Senator Benavides presented House Bill 11‑96 as two modest changes intended to protect tenant privacy and improve fairness in rental screening.
Benavides summarized the bill as protecting ‘‘personal information in eviction filings’’ and requiring landlords to avoid including Social Security numbers, driver’s license information and other sensitive data in public filings. He also said the bill requires landlords to tell applicants in advance what screening tools will be used — criminal background checks, credit checks or third‑party tenant‑screening services — so applicants can decide whether to pay application fees.
Committee members asked whether court rules about redaction vary by county and whether the bill merely reiterates existing court redaction authority. Benavides said redaction practice differs and the bill gives clearer direction to filers not to include information that courts would later redact. Senator Liston pressed to confirm that tenants may still consent to screening and that the bill would not prevent landlords from performing background checks when tenants agree.

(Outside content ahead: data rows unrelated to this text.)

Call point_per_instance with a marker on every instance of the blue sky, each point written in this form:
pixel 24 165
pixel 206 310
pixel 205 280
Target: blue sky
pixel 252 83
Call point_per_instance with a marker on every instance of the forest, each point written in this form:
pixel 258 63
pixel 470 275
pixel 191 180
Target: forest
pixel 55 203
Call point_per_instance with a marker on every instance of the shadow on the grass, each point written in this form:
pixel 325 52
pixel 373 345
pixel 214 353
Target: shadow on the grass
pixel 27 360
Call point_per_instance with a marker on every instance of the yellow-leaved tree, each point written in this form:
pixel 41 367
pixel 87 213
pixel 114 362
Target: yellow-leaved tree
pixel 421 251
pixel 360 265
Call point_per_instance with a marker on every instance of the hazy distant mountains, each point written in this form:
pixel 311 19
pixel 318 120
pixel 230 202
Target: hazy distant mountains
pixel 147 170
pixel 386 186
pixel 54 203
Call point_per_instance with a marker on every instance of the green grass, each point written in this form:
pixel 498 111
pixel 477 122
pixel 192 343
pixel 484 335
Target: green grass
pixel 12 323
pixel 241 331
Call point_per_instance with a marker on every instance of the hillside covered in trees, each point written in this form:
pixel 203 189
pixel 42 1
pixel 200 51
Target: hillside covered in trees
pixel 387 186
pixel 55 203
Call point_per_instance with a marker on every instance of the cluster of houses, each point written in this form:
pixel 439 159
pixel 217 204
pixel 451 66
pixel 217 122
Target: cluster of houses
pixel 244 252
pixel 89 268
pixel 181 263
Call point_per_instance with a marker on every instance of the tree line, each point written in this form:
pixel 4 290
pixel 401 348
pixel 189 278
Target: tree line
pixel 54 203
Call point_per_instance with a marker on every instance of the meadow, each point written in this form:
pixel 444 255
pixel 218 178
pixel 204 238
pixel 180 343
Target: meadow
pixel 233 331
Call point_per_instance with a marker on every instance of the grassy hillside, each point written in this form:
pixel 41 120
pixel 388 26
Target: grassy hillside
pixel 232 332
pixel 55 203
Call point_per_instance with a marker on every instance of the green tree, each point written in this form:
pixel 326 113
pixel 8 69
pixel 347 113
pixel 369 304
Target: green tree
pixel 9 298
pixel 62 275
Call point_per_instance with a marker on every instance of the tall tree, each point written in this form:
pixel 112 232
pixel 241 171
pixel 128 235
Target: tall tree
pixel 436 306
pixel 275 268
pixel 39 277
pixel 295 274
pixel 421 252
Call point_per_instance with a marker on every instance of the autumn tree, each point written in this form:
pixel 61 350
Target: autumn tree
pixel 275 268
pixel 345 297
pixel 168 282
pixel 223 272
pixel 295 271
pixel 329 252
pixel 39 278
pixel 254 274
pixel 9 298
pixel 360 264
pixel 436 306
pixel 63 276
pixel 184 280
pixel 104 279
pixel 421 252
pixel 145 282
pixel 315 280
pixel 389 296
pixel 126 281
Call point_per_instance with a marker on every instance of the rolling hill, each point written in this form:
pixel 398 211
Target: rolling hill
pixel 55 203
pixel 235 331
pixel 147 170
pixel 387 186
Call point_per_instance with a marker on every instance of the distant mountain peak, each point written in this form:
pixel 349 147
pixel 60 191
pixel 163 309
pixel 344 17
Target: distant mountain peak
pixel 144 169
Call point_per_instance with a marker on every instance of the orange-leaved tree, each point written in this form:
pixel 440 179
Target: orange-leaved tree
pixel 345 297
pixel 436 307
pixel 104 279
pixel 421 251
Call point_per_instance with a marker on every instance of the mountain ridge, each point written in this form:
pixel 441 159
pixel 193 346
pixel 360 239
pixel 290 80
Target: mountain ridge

There were no witnesses who signed up to testify in person on the bill that day; Benavides said industry stakeholders (realtors and the apartment association) had signaled support or neutrality. After brief questions and no amendments, Benavides moved HB 11‑96 to the Committee of the Whole with a favorable recommendation. The committee recorded a roll vote of 4–3 in favor.
The bill will be considered next by the Committee of the Whole.